Viel ist derzeit zu lesen über die Sorge um die Verödung von Innenstädten. Damit gemeint ist nicht etwa, dass einst attraktive Innenstädte seit Jahrzehnten aufgrund des Baus geschmackloser rundumverglaster Einkaufszentren, als Sahnehäubchen mitunter gar mittels der Schändung historischer Fassaden, ihren optischen Reiz verlieren, sondern – im Gegenteil – das Ausbleiben großer Menschenmengen, die sich durch diese einst attraktiven Innenstädte schieben, um in blöden Geschäften nutzarmen Plunder zu kaufen.

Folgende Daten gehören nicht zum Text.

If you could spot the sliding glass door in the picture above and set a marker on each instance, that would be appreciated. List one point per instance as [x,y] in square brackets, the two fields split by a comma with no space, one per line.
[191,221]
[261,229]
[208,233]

Dass diese Menschenmengen ihr Tun selbst nicht für eine bedenkliche Auswirkung einer ungezügelten Konsumgesellschaft, sondern für eine schöne Freizeitgestaltung halten, ist insbesondere in Erwägung der späteren Erzählungen im Familienkreis witzig:
„Wie habt ihr euren Urlaub zu Hause verbracht?“
„Wir haben eingekauft!“
Ich möchte gar nicht abstreiten, dass die Verfügbarkeit von regulären Ladengeschäften für digital Abgehängte – Berg- und Dorfbewohner, Alte, Kranke – sowie Datenschutzbewusste weiterhin von entscheidender Bedeutung ist; vielleicht aber ist diese Entödung der Innenstädte durch die Rückkehr der Stadt selbst eine gute Gelegenheit, den grassierenden Einzelhandel sinnvoll zu konsolidieren.
Am besten da, wo er optisch nicht stört.